Trading Forex: Capai Level US$ 1,3, Sejauh Apa GBP/USD Bisa MGrafik: GBP/USD 1 Jam
Sumber: MetaTrader 5

Sementara jika berhasil kembali naik dan menembus secara konsisten di atas level psikologis, GBP/USD berpeluang naik ke US$ 1,3045 sampai US$ 1,3090.

Secara fundamental poundsterling sebenarnya sedikit mendapat tekanan setelah parlemen Inggris menolak melakukan voting proposal perceraian Inggris dengan Uni Eropa (Brexit) yang sudah dibuat oleh pemerintah Inggris.

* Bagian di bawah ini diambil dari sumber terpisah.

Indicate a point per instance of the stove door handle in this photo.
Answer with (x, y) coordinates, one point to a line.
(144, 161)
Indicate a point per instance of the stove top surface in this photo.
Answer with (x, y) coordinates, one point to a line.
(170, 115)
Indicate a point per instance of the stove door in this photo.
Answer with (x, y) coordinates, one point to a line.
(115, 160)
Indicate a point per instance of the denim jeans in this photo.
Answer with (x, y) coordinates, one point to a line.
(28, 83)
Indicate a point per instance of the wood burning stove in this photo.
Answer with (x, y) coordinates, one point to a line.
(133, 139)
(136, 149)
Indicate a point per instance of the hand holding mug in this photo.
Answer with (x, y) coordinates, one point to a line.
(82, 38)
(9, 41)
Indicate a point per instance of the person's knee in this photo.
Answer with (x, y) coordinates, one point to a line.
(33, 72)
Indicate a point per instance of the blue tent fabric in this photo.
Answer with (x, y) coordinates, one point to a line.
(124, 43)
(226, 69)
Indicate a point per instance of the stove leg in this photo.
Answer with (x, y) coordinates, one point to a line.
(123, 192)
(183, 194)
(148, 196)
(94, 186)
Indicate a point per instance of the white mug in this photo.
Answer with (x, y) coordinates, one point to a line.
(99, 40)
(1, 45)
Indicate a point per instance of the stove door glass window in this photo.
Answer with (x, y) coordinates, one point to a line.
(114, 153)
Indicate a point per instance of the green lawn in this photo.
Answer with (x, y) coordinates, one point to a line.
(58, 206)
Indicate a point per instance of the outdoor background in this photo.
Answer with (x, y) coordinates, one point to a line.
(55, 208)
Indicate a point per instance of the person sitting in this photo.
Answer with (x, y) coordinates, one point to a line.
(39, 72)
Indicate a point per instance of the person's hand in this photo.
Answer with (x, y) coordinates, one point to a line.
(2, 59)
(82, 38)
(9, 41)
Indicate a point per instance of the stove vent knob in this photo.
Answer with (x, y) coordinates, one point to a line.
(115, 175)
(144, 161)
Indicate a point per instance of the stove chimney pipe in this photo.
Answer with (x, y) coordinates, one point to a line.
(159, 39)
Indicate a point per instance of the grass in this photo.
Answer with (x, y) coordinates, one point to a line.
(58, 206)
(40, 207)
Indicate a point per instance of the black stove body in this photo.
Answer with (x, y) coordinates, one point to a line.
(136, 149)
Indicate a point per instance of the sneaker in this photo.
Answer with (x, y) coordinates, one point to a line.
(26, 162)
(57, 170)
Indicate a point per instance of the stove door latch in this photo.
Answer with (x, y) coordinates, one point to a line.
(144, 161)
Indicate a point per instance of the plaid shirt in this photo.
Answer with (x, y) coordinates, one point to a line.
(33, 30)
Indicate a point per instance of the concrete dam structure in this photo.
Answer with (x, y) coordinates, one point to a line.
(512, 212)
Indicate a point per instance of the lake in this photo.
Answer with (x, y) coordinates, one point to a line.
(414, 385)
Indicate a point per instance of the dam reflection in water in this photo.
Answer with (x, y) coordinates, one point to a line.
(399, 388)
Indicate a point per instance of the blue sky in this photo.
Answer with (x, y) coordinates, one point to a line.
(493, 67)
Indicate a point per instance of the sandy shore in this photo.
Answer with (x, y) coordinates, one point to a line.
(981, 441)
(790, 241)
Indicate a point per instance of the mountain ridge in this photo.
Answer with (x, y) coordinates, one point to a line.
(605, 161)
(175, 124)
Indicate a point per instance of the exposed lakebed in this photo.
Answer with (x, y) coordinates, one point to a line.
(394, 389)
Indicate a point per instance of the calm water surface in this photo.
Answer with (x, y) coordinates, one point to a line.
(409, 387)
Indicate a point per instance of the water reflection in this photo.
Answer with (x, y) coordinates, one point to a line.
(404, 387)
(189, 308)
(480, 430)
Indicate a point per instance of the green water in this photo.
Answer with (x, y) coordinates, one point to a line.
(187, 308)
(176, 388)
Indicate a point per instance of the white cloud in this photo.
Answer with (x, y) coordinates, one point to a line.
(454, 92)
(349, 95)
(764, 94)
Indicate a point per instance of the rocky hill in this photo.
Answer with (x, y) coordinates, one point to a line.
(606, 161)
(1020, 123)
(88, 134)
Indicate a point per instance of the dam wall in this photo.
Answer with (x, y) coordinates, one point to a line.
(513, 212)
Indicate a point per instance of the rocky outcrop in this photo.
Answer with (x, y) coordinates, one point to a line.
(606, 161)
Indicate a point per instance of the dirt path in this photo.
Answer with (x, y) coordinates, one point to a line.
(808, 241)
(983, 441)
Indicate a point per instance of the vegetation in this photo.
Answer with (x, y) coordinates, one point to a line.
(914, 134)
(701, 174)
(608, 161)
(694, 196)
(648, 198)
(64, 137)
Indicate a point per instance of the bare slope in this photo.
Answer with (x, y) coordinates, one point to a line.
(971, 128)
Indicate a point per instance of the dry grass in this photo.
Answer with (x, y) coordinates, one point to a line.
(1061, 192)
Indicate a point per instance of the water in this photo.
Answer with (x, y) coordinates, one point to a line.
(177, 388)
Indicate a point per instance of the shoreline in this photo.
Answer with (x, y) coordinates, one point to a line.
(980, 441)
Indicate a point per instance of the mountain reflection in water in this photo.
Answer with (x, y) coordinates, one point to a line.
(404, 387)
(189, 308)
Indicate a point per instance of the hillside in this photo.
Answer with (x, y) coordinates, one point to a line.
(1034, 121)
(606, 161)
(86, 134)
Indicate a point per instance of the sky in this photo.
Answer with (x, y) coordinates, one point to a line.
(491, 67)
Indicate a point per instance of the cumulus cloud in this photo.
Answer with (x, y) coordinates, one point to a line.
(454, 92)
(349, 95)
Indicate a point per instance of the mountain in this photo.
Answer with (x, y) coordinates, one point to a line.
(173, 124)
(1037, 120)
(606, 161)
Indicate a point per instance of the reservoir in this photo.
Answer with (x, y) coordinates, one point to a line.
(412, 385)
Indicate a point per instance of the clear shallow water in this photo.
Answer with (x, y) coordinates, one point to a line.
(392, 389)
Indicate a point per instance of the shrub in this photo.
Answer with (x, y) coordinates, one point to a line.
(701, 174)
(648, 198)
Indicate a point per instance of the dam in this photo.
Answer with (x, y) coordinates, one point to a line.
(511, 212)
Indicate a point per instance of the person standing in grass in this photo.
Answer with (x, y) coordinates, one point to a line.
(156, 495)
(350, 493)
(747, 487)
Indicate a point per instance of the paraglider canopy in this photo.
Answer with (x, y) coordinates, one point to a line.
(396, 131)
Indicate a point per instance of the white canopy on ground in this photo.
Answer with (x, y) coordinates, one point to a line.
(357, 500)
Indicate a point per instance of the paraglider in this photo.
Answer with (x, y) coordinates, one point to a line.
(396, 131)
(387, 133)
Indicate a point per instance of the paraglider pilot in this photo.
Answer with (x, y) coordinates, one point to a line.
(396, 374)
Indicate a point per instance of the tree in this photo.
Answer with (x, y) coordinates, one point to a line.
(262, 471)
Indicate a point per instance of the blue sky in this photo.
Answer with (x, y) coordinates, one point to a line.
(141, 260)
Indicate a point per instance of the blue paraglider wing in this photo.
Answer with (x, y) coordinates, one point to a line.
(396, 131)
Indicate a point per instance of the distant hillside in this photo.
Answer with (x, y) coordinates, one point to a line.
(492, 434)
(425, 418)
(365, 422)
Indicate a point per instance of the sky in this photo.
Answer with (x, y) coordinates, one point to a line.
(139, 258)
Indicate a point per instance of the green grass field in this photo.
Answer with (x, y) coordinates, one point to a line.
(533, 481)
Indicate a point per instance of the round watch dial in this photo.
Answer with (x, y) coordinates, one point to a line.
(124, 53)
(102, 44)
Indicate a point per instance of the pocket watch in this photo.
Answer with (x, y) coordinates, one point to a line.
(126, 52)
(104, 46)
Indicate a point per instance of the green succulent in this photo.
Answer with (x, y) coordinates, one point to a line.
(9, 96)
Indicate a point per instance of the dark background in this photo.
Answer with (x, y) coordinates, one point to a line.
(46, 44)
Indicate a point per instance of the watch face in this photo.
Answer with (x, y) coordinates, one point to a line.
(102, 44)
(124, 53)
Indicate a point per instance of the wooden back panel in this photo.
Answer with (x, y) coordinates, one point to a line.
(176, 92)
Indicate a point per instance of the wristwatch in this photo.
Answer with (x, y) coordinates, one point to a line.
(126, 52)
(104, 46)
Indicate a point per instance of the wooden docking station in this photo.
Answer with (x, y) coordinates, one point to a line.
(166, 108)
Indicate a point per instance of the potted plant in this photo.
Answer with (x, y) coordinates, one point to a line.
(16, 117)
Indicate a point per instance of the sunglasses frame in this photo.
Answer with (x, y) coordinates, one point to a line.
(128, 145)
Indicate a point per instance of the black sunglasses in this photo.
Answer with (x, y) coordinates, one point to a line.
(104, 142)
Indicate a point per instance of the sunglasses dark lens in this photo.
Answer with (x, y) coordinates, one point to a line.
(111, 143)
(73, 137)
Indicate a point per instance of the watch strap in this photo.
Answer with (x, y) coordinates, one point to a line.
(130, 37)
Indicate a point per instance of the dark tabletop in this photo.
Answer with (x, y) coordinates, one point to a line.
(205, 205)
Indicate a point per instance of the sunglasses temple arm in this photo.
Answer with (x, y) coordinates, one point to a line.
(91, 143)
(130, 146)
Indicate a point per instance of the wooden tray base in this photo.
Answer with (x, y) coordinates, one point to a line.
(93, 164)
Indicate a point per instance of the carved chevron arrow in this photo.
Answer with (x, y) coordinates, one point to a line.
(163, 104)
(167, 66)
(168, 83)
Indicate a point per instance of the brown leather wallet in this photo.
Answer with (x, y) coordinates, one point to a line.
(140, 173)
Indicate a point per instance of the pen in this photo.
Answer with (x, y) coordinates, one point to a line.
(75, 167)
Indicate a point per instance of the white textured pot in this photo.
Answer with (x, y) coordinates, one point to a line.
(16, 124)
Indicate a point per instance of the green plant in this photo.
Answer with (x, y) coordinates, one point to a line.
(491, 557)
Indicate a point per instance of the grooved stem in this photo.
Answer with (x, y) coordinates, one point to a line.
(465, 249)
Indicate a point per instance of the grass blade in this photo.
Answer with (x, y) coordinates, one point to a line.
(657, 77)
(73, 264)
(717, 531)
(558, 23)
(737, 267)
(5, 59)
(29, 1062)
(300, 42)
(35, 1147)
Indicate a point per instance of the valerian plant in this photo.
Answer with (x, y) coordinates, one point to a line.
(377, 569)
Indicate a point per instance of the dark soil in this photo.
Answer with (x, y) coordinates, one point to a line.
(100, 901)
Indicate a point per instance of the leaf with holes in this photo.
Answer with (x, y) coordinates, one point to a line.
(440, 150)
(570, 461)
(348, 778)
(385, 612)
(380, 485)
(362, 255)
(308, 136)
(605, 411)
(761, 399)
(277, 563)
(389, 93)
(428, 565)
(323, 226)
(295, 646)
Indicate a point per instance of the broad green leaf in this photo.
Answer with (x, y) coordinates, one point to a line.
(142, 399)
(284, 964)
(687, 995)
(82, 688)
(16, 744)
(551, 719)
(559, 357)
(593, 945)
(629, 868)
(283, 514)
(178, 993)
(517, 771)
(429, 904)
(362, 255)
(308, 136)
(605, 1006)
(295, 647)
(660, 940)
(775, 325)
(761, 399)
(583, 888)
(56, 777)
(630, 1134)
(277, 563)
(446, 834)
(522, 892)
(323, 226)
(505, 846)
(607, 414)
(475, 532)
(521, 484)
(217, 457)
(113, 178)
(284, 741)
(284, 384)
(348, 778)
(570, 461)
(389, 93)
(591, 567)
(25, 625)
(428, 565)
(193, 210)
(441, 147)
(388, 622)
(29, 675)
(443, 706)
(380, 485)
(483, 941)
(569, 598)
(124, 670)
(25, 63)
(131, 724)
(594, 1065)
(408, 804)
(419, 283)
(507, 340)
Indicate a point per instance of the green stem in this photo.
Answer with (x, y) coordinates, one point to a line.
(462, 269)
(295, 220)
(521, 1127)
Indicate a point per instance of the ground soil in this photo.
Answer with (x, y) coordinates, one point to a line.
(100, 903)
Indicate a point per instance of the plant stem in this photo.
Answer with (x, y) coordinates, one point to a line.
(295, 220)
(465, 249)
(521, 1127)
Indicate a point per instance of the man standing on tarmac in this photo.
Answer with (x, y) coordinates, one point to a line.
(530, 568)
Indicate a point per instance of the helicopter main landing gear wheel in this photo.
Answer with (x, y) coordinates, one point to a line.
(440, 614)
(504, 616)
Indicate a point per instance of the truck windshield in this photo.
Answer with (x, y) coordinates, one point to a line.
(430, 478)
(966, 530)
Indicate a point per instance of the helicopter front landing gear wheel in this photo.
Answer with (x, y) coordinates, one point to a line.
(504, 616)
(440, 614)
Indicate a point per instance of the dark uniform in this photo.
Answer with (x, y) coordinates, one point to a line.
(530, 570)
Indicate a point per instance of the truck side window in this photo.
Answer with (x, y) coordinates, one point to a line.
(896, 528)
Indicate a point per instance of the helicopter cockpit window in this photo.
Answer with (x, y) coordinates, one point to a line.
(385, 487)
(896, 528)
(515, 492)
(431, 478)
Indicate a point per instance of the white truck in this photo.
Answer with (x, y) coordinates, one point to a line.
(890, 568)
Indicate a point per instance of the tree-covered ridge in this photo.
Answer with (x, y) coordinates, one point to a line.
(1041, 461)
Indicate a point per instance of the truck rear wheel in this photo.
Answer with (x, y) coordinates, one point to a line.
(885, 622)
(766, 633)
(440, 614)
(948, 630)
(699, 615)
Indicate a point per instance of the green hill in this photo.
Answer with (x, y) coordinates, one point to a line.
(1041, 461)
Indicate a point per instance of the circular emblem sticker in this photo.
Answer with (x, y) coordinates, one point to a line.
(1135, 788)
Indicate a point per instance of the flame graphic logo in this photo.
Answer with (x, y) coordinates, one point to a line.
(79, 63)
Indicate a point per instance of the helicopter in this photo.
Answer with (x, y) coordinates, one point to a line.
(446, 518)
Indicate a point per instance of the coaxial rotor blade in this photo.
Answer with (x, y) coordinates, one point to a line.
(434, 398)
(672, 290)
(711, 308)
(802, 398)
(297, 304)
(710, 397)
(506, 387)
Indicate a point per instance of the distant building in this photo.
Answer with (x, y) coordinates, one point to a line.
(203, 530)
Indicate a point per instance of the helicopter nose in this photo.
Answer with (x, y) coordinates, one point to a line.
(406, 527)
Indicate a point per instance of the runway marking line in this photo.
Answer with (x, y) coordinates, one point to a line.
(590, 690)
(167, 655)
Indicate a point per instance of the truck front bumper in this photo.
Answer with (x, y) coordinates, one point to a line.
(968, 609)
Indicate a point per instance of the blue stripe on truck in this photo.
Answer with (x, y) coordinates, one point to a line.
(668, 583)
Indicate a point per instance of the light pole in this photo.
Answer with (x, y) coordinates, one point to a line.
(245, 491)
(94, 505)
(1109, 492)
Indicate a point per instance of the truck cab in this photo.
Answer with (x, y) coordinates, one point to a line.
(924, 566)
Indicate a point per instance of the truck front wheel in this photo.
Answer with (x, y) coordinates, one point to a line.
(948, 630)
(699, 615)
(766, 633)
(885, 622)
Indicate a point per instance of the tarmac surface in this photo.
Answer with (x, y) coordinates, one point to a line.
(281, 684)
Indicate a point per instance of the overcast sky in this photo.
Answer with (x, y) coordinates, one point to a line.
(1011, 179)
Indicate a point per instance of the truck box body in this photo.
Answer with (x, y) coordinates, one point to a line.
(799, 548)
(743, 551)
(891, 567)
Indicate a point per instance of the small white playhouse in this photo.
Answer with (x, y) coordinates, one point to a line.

Dengan deadline Brexit pada 31 Oktober nanti, banyak opsi-opsi yang bisa terjadi, mulai dari penundaan deadline, referendum kedua, bahkan tidak tertutup kemungkinan terjadinya hard Brexit alias keluarnya Inggris dari Uni Eropa tanpa kesepakatan apapun. Jika hard Brexit terjadi, Inggris diprediksi akan mengalami resesi, dan tentunya berpengaruh ke negara-negara Benua Biru lainnya.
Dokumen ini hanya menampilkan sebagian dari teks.